“大哥……”丹凤眼拽着萧亦辰的衣袖撒娇道:“那是我还没出生时,爹爹就胡乱定下的,做不得数。”
“你搞错了吧,那可是太夫人定下的。”萧亦辰陡然拉开丹凤眼的手,像拍小狗似的拍了拍她的头,贴在她的耳边轻声说道:“你好自为之,胡闹可以,但千万别让太夫人知道你的所做所为,否则,你也知道你和你娘会有什么下场。”
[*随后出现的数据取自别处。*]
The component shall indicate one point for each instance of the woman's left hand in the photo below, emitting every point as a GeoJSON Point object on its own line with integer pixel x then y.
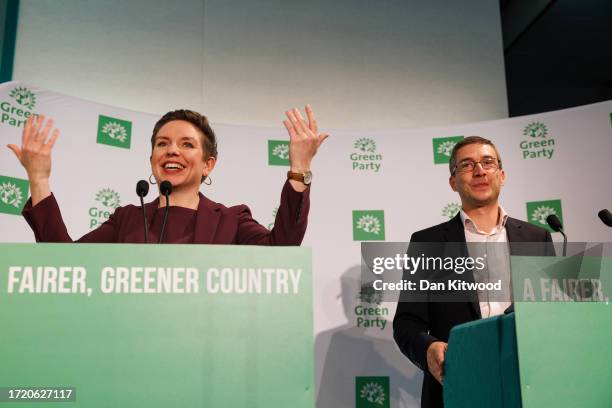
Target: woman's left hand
{"type": "Point", "coordinates": [304, 139]}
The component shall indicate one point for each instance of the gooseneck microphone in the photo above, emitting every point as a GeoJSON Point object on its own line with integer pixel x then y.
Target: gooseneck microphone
{"type": "Point", "coordinates": [555, 223]}
{"type": "Point", "coordinates": [606, 216]}
{"type": "Point", "coordinates": [142, 189]}
{"type": "Point", "coordinates": [165, 187]}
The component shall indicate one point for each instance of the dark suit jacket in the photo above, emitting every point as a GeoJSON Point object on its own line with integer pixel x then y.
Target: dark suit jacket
{"type": "Point", "coordinates": [418, 324]}
{"type": "Point", "coordinates": [215, 223]}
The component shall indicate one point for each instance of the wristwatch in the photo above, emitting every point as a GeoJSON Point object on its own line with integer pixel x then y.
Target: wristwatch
{"type": "Point", "coordinates": [305, 177]}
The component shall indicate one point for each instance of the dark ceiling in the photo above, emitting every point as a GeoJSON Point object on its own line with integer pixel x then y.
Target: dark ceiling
{"type": "Point", "coordinates": [558, 54]}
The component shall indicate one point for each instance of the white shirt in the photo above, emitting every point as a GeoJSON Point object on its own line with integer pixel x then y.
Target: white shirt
{"type": "Point", "coordinates": [497, 262]}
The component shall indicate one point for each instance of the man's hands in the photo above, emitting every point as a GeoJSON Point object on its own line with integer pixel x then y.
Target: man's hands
{"type": "Point", "coordinates": [435, 359]}
{"type": "Point", "coordinates": [35, 154]}
{"type": "Point", "coordinates": [304, 140]}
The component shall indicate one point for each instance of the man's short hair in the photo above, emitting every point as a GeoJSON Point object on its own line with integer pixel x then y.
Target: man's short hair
{"type": "Point", "coordinates": [468, 141]}
{"type": "Point", "coordinates": [209, 140]}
言毕,萧亦辰转身离去,借着朗月星光,步入廊阁里,徒留丹凤眼站在夜风里暗自踌躇。
铜镜里,好好的一幅俊朗的容颜,被干涸的血污,摧毁得支离破碎。萧亦辰心头一闷,徒觉周身被彻骨的寒意侵袭。这就是人人羡慕的名门世家,外表光鲜,里面却混浊不堪,就算是有着血缘关系的亲人,对面而立,也发现不了你满脸血污。每每想要抽身离去,可母亲的眼泪却让他失了勇气。
萧亦辰将头深埋进水里,窒息的感觉从四面八方涌来。他忽觉神智清明,定不能让贼人的阴谋得逞,否则父帅倒下,整个将军府顷刻间并会大厦倾倒,覆巢之下安有完卵。父帅固然好女色,但女人在他眼里也最为轻贱,他绝不会为了区区一花魁,拂手就杀了几十条人命。今日在辰星阁所发生的血案,定是有人想嫁祸于他,难道是和明府灭门案有关。
萧亦辰猛地从水面抬起头来,滴落的水珠沾湿了他的衣襟,心口的郁闷渐消。
“宋扬。”他拿过巾帕,随意擦拭了一下,丢在一旁,厉声冲门外喊道。
话音刚落,一个精干的待卫推门而入,抬手一恭,道:“少帅。”
“立刻召集暗卫,随我出城。”
“是!”宋扬领命退下。
是夜,三个女孩围坐在桌前,桌上的菜肴渐凉,也未曾有人动筷。
“小妹,你确定,你那个无赖哥哥没给你留下只言片语?”
花灵摇了摇头,望着面前烛火怔自出神。
“奇怪,他不是最宝贝你吗?怎么会舍得把你独留在危险里?”
花灵抬眸看了丹凤眼一眼,眼眸里眼光点点:“当时,事发突然,哥哥定是顾忌不上我。霍小姐,你大哥那边没什么消息吗?”
“人都被大哥他们弄死了,能有什么消息,他还要禁我的足。”丹凤眼无奈的叹了口气,眼睛里全是不甘,她把茶杯捏在手里,啪的一声扔到角落里,碎了一地的碎片。